How to config the size of shard,which load data from kafka?

I use indexing service to load data from kafka.the data from kafka is not large.each day no greater 50m. so the size of the shard generate by indexing service is small.
I want to generate a segment by a day.
use:
"segmentGranularity": "DAY"

but,a segments contain many small shards.each shard no more than 10m.
i have config the
  "tuningConfig": {
    "type": "kafka",
    "maxRowsPerSegment": 500000000
  },
it also generate a lot small shard.how can i config it generate a big shard.

What is the average segment size you are getting?

Rommel Garcia
Director, Field Engineering

a day contains a segment, which have 48 shards.

the size of a shard is between 600KB~800KB

Hi :

would you attach one of the ingestion task logs here? it may provide us more info about why it has to keep creating new shards.

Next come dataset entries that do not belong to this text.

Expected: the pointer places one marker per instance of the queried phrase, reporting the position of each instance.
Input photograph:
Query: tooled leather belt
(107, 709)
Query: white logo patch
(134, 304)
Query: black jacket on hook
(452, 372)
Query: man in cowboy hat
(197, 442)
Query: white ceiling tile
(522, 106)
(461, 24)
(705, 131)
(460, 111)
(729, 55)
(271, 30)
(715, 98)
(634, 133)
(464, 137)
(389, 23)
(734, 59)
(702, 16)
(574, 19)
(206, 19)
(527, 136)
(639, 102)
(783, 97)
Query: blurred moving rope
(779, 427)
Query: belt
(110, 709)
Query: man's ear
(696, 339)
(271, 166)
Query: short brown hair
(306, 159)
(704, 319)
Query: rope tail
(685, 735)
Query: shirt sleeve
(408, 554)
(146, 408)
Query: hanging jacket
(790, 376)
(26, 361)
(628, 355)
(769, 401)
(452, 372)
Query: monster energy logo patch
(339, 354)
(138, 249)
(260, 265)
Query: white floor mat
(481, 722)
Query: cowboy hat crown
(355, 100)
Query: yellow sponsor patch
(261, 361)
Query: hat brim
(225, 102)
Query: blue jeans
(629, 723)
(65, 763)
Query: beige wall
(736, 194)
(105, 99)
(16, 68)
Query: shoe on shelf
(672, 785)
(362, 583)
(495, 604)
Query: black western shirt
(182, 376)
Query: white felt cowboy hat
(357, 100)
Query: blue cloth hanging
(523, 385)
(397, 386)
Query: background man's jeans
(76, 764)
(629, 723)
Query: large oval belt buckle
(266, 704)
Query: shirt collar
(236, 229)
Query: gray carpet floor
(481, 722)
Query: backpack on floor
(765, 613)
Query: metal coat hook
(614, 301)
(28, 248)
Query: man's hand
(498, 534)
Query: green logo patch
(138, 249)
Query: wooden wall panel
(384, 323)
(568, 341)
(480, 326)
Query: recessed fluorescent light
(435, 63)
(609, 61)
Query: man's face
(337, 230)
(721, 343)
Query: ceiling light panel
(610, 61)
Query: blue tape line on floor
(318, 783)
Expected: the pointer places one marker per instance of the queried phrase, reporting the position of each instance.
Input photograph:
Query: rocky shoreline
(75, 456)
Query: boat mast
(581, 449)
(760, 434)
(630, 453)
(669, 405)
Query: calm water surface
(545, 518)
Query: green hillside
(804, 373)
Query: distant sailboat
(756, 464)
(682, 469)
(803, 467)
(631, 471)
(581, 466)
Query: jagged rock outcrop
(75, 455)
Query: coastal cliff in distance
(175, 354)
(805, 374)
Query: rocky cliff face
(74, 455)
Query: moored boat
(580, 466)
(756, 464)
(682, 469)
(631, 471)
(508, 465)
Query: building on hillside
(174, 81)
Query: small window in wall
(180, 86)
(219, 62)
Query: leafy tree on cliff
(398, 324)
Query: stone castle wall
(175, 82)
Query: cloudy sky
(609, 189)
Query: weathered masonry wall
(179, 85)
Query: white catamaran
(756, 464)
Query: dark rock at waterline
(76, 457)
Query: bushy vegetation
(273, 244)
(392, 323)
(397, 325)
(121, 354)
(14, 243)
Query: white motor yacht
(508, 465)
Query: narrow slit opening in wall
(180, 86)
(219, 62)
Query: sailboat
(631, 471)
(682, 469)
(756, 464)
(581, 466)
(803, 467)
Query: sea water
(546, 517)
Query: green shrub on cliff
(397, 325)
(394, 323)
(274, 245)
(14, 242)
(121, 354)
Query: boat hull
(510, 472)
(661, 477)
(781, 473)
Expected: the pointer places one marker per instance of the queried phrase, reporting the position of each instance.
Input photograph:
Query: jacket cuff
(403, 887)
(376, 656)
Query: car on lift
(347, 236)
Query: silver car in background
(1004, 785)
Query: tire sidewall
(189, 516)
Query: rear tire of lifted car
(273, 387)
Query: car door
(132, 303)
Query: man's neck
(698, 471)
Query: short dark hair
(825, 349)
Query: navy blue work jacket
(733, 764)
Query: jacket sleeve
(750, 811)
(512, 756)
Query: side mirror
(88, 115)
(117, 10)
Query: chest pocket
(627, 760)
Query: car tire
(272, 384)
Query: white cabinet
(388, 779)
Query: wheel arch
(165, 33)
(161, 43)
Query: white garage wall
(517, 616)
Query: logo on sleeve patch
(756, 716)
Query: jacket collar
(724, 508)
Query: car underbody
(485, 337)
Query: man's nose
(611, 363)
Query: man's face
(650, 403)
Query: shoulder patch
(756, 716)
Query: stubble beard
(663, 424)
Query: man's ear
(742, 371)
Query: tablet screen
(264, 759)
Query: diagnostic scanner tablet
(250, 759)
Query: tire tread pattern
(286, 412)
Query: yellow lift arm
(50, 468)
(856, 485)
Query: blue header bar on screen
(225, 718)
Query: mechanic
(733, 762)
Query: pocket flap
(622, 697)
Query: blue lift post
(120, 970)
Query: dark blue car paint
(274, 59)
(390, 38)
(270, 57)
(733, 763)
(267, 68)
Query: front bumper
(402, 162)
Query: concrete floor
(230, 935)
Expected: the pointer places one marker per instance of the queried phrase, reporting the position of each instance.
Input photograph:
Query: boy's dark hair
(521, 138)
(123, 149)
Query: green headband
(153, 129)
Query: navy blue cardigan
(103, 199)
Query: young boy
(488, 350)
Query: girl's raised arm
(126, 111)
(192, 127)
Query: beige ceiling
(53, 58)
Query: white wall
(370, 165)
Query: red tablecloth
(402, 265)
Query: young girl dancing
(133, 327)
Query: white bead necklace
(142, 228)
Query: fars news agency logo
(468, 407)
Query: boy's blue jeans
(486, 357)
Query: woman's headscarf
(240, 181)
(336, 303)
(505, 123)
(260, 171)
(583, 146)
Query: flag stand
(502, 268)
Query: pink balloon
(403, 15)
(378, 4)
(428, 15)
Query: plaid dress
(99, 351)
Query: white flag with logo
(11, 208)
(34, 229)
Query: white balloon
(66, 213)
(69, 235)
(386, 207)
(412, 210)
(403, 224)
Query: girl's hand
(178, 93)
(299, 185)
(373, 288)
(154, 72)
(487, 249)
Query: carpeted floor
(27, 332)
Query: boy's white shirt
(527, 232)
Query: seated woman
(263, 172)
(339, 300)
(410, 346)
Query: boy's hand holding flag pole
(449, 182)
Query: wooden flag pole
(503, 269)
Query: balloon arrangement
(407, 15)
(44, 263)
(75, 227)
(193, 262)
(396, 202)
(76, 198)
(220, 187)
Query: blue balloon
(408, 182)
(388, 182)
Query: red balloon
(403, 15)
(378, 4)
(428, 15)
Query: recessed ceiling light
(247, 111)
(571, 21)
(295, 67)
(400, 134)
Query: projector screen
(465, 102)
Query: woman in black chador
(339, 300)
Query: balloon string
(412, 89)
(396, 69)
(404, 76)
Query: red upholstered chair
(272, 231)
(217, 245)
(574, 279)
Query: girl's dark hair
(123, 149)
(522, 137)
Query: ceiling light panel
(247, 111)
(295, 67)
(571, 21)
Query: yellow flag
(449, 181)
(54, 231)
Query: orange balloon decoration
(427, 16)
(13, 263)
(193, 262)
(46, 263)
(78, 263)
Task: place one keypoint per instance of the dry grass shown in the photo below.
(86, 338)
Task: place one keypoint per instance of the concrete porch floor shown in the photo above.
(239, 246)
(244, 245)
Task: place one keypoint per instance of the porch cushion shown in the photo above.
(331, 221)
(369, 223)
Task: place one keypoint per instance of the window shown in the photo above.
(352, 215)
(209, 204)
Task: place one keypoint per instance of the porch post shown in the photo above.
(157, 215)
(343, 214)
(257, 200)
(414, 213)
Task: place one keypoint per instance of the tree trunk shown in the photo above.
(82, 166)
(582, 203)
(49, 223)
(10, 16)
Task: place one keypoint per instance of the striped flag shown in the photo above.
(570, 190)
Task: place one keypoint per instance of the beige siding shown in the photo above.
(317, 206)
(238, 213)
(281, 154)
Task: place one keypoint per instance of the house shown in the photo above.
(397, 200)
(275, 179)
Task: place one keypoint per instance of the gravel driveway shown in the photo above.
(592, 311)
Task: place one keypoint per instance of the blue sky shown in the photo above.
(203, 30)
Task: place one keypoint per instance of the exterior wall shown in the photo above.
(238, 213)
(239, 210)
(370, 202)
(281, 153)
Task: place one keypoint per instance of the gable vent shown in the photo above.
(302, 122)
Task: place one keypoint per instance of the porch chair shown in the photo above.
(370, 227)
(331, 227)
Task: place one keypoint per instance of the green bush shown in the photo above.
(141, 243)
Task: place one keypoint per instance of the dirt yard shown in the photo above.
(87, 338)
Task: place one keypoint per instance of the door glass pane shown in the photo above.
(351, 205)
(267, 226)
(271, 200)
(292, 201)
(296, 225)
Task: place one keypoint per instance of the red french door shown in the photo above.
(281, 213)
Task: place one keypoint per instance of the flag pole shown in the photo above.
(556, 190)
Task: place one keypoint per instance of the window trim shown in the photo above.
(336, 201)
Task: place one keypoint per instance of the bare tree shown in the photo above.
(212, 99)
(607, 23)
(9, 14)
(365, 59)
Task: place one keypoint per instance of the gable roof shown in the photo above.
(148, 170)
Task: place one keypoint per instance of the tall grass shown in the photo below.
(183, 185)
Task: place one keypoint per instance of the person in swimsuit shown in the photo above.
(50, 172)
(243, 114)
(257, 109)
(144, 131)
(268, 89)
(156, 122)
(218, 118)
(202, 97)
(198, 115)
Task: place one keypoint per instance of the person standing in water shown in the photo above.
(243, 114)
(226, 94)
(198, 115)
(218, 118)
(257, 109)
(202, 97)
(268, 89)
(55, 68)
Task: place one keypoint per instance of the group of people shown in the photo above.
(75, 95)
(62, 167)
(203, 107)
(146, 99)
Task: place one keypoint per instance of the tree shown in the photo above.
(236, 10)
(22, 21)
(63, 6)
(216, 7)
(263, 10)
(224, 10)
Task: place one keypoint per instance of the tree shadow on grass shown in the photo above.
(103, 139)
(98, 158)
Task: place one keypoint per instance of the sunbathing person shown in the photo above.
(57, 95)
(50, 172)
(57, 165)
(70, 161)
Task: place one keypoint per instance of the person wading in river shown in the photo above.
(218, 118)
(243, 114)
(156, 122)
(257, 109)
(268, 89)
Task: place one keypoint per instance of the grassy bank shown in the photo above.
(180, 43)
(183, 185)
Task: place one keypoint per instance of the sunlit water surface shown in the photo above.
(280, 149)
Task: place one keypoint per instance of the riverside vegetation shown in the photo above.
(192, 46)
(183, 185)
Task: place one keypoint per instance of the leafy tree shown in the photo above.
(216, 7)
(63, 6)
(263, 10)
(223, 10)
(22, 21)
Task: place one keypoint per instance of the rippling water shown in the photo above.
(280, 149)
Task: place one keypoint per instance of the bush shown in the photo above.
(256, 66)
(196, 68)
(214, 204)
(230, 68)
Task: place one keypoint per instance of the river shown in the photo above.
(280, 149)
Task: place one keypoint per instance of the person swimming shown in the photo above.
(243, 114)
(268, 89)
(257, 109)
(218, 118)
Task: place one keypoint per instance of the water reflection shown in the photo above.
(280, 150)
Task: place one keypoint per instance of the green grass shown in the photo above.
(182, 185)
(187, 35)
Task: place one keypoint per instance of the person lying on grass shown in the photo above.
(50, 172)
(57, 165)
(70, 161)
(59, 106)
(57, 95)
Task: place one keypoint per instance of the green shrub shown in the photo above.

Another method is you can run post ingestion compaction task regularly to merge the small shards into more optimized ones.

Thanks

Ming

thanks,
but,there's another question, I druid cluster can't print any log in the integration task.
i don't know why, a task complete, and just print:
Thread-2 ERROR Unable to register shutdown hook because JVM is shutting down. java.lang.IllegalStateException: Not started
    at io.druid.common.config.Log4jShutdown.addShutdownCallback(Log4jShutdown.java:45)
    at org.apache.logging.log4j.core.impl.Log4jContextFactory.addShutdownCallback(Log4jContextFactory.java:273)
    at org.apache.logging.log4j.core.LoggerContext.setUpShutdownHook(LoggerContext.java:256)
    at org.apache.logging.log4j.core.LoggerContext.start(LoggerContext.java:216)
    at org.apache.logging.log4j.core.impl.Log4jContextFactory.getContext(Log4jContextFactory.java:145)
    at org.apache.logging.log4j.core.impl.Log4jContextFactory.getContext(Log4jContextFactory.java:41)
    at org.apache.logging.log4j.LogManager.getContext(LogManager.java:182)
    at org.apache.logging.log4j.spi.AbstractLoggerAdapter.getContext(AbstractLoggerAdapter.java:103)
    at org.apache.logging.slf4j.Log4jLoggerFactory.getContext(Log4jLoggerFactory.java:43)
    at org.apache.logging.log4j.spi.AbstractLoggerAdapter.getLogger(AbstractLoggerAdapter.java:42)
    at org.apache.logging.slf4j.Log4jLoggerFactory.getLogger(Log4jLoggerFactory.java:29)
    at org.slf4j.LoggerFactory.getLogger(LoggerFactory.java:253)
    at org.apache.commons.logging.impl.SLF4JLogFactory.getInstance(SLF4JLogFactory.java:155)
    at org.apache.commons.logging.impl.SLF4JLogFactory.getInstance(SLF4JLogFactory.java:132)
    at org.apache.commons.logging.LogFactory.getLog(LogFactory.java:273)
    at org.apache.hadoop.hdfs.LeaseRenewer.<clinit>(LeaseRenewer.java:72)
    at org.apache.hadoop.hdfs.DFSClient.getLeaseRenewer(DFSClient.java:699)
    at org.apache.hadoop.hdfs.DFSClient.close(DFSClient.java:859)
    at org.apache.hadoop.hdfs.DistributedFileSystem.close(DistributedFileSystem.java:853)
    at org.apache.hadoop.fs.FileSystem$Cache.closeAll(FileSystem.java:2407)
    at org.apache.hadoop.fs.FileSystem$Cache$ClientFinalizer.run(FileSystem.java:2424)
    at org.apache.hadoop.util.ShutdownHookManager$1.run(ShutdownHookManager.java:54)

probably druid user does not have writing privilege to the “druid.indexer.logs.directory” , it’s configured in common.runtime.properties?

thanks,I have solve it。

it's because the taskDuration, and I turn up it.